Correre per somigliare alle talpe in primavera: per salire verso l’alto, per uscire dalla mediocrità del quotidiano, per affinare un sogno fino a farlo diventare splendida realtà. Correre non è solo una vana ricerca di prestazioni, un corteggiamento truccato ad una mèta ostile, un tentativo di mostrarsi infallibili: potrebbe essere semplicemente un modo per dimostrare a se stessi d’esserci, d’esistere, d’accendersi per un brivido. Correre per me non è mai stato vincere, ma scoprire la bellezza di ciò che incontro nel mio percorso. La maratona è il pretesto, la carota, la giustificazione: a me interessa ciò che scopro e faccio scoprire lungo il cammino.
Correre è la forma infinita dell’esistenza: vivere, amare, combattere, pensare, rischiare, migliorare, innamorare, sudare, far appassionare, faticare, sognare. Una lunghissima serie di verbi coniugati all’infinito: il tempo che allunga le azioni e le mette a confronto con l’Eterno.
La mia vera mèta.
Correre una maratona è questo. Ma è infinitamente di più. Perché lei è una dama smaliziata: avanza perché tu t’avvicini, ma nel mentre t’addentri verso di lei, s’inabissa nell’oscuro e scompare. Per poi riapparire altrove e rimettersi a danzare, fluttuare, stregare. E tu divori chilometri per inseguirla, mangi la polvere del sentiero, ne bestemmi la sua bellezza, cerchi di spostare il sogno. Ma non ci riesci perché lei è bella, troppo bella: è quasi la vita stessa. E allora lei diventa il troppo che incoraggia e scoraggia: troppo caldo, troppo freddo, troppa neve, troppo vento. Troppo sonno per partire. No: non c’è armistizio in quest’eccitazione perché lei fa quello che vuole, perché chi nasce bello può tutto. Prendere o lasciare. Ti prende e ti sposta, ti trapianta altrove, ti spinge se ti fermi, ti massacra se le corri incontro, ti strega se la maledici. E’ una tempesta, un fulmine, una freccia di Cupido. E’ una spada di Damocle e tu cerchi riparo: sotto un albero, al limite di un pagliaio, sotto una tettoia. E se il fisico è pesante vomiti perché sei un proletario di fronte a lei: vomiti e sporchi la polvere, ti guardano tutti, il fisico chiede la resa, il Calvario in confronto era un giardino. Lei ti succhia, ti violenta, ti massacra, ti toglie la voglia e se ne infischia se sei ridotto ad uno straccio. Dici “basta, mi arrendo”.

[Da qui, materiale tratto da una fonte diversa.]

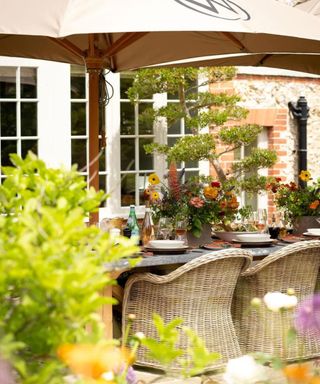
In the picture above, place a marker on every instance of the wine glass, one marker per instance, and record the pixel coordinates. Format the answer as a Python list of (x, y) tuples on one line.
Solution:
[(181, 231), (262, 221), (164, 228)]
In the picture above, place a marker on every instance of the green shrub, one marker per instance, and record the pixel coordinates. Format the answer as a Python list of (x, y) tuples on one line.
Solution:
[(51, 266)]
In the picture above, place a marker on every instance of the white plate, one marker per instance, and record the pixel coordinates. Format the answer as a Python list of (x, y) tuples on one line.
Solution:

E lei ritorna: bella, spietata, malefica. D’una bellezza saporita.
E tutto è rimandato.
Riparte l’intrigo. Una, due, tre. Infinite volte.
Manca poco alla partenza per la Grande Mela. Avverto l’entusiasmo di molta gente, forse troppa: di quelli che c’hanno creduto da subito come il mio Peppone. Di chi, manovale per scelta e passione, s’è rimboccato le maniche e ha messo le ali sulle nostre spalle. Ma anche di quelli che si sono aggregati strada facendo perché incuriositi da una fede in cammino. Creativa e speriamo credibile.
In questi giorni c’è un po’ di agitazione perché tutto sembra essere troppo bello.
Bella la corsa, bello il sudore sulla fronte, belli i muscoli affinati da ormai mille chilometri di combattimento. Ma bella sopratutto l’altra faccia della maratona. Quella che sta nascendo nelle carte, la creazione di personaggi ai quali mi sono affezionato, la frequentazione in loro compagnia di notte a immaginarli e di giorno a dare loro forma, energia e vita. Un viaggio di scoperta del mondo nascosto della maratona, scritto e vissuto in tempo reale da chi corre scrivendo. O da chi scrive correndo.
Una grande fortuna poter fare il lavoro che sognavi da bambino. Un lavoro che supera la dimensione dei sogni. Un lavoro colorato.
Una fortuna che non ho mai fatto nulla per tenermela in tasca.